The night in the desert was superb.  A total tourist event of course, but still amazing to look up at a sky full of more stars than you've ever seen before in a jet black sky. 

A long drive followed, out of the desert and across the plains, stopping at a market along the way (our drivers shopped more than we did,  new pashminas) and onto Bahla Fort for a picnic lunch.  While we were eating and watching a drone flying overhead, a woman came over to talk to us.  Egyptian, teaching at the German University in Muscat, with sons at school in London and a first degree from Strathclyde Uni, she was there to film the castle  for conservation research.  In a country with little written history, last year they were interviewing local residents to try and capture living memories, including a woman over 90 (she thinks...) who remembered visiting an aunt who lived in the castle as the wife of a soldier and could relay stories her aunt used to tell.  Once a woman gave birth in one of the quarters and placed her baby on the windowsill as is traditional (deep window ledges were used for all forms of storage and display) only for the room to collapse around them.  An advantage of building in mud, not stone, they were merely covered in crumbled dust and lived to tell the tale, while the house was rebuilt.  These things happen...

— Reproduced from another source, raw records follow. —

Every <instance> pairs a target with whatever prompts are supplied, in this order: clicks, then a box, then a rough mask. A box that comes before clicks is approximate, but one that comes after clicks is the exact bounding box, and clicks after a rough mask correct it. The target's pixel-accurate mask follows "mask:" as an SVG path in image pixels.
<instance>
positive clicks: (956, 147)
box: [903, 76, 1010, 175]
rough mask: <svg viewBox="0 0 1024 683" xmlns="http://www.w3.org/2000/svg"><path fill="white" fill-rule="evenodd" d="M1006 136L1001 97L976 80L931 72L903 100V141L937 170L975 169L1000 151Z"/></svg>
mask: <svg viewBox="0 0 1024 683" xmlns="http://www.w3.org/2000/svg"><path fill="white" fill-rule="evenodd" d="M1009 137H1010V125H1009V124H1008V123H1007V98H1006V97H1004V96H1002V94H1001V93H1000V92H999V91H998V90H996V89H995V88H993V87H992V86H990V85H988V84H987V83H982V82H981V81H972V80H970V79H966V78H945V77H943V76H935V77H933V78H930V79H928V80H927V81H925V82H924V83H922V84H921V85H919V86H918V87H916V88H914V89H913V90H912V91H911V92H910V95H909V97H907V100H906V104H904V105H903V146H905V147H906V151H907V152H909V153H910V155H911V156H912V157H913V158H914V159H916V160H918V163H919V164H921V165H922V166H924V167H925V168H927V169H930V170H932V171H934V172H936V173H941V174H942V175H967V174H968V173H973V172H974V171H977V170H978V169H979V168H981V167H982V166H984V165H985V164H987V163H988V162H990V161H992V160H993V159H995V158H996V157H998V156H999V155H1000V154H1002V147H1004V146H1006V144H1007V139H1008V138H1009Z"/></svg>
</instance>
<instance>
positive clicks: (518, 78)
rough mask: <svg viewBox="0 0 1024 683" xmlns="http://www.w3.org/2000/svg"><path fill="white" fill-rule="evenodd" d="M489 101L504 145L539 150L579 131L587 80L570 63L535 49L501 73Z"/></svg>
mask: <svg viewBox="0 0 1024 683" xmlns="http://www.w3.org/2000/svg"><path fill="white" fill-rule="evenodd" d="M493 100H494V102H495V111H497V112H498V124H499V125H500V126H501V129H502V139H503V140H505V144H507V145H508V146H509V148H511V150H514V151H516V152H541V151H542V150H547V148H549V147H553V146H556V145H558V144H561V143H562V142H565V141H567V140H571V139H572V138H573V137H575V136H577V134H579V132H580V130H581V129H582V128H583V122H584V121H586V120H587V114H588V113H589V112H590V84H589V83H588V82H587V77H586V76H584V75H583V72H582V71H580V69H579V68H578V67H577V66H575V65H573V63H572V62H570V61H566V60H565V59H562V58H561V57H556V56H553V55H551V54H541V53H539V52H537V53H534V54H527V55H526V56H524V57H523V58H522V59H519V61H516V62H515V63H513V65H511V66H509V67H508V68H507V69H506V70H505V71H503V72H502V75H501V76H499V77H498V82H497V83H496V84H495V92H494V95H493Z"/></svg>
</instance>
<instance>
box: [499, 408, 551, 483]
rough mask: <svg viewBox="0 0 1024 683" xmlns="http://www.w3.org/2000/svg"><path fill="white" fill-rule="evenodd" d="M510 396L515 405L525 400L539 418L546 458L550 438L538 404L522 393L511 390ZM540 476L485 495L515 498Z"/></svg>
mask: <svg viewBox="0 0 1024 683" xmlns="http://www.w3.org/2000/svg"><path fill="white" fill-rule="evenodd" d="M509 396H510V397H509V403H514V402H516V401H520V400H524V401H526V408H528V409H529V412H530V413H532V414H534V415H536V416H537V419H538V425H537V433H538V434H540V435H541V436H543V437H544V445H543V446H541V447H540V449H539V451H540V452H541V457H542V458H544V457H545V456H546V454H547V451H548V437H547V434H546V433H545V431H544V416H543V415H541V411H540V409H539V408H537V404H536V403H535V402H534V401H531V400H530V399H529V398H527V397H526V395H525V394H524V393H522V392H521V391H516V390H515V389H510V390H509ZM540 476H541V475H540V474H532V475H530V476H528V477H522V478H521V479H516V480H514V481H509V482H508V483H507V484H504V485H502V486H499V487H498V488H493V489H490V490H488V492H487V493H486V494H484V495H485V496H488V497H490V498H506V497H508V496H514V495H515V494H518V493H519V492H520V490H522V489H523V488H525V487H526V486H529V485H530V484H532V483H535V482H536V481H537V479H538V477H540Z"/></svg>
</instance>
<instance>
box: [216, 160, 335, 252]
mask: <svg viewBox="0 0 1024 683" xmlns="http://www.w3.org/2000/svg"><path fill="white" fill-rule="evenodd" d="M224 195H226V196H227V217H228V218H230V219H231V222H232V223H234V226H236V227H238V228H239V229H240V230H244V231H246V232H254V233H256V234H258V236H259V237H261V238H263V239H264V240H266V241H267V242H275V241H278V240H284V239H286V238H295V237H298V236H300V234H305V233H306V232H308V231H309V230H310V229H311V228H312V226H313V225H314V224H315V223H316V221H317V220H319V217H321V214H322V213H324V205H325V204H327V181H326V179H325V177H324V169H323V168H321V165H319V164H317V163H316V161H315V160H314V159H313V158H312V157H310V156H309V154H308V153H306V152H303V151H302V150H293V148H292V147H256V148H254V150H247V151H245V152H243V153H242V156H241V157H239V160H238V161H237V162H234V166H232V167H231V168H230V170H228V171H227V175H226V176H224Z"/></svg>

On to Nizwa and a new hotel. On the way, our driver pointed out a white building high up on the mountainside, and told us we were going up there.  Yeah yeah.... Then coming up through the foothills from Nizwa town, we were stopped at a checkpoint.  Only 4x4 vehicles from here onwards.  Onwards was upwards, quite literally, climbing over 1800metres in less than 6km at an average ascent of 10%. It is "the" hill climb in the Tour of Oman cycle event.   Think Ben Nevis and add 50%, then take away the snow.  The journey down and back up tomorrow will be...interesting. But the hotel view is spectacular.  



For the ultra fans among you, the hotel was a checkpoint in the Oman by UTMB race.  The runners climbed *down* 600m to get here...


For days our guide has been saying that we were going to the Grand Canyon and we thought he was joking. Turns out he wasn't... up there is Jabal Shams, the highest point in Arabia, 2 kilometres down is the canyon floor and an abandoned village. Somewhere in between were narrow trails, with hikers and cyclists edging along the walls. Somewhere on the viewpoint I was breathing heavily at the thought of going back down the dirt-track-pretending-to-be-a-road we'd just weaved up. After that the hill climb back to the hotel was a breeze, even with the tropical rainstorm. This country is just stunning...









After the previous night's storms, there were a lot of puddles, even down in the plains.

We explored the Fort and Castle: where European defenders poured boiling oil over ramparts, the Omani poured boiling date syrup through narrow gaps in front of doorways, and removed floorboards from stairs to send assailants tumbling into deep pits.







Then the souk, to haggle for gifts and spices and dates and jewellery. Also for me to sneeze in the fruit souk and cause a minor kerfuffle. Probably just as well I didn't do that in the weapons souk; yes there was one but I don't think I'd have got anything past customs.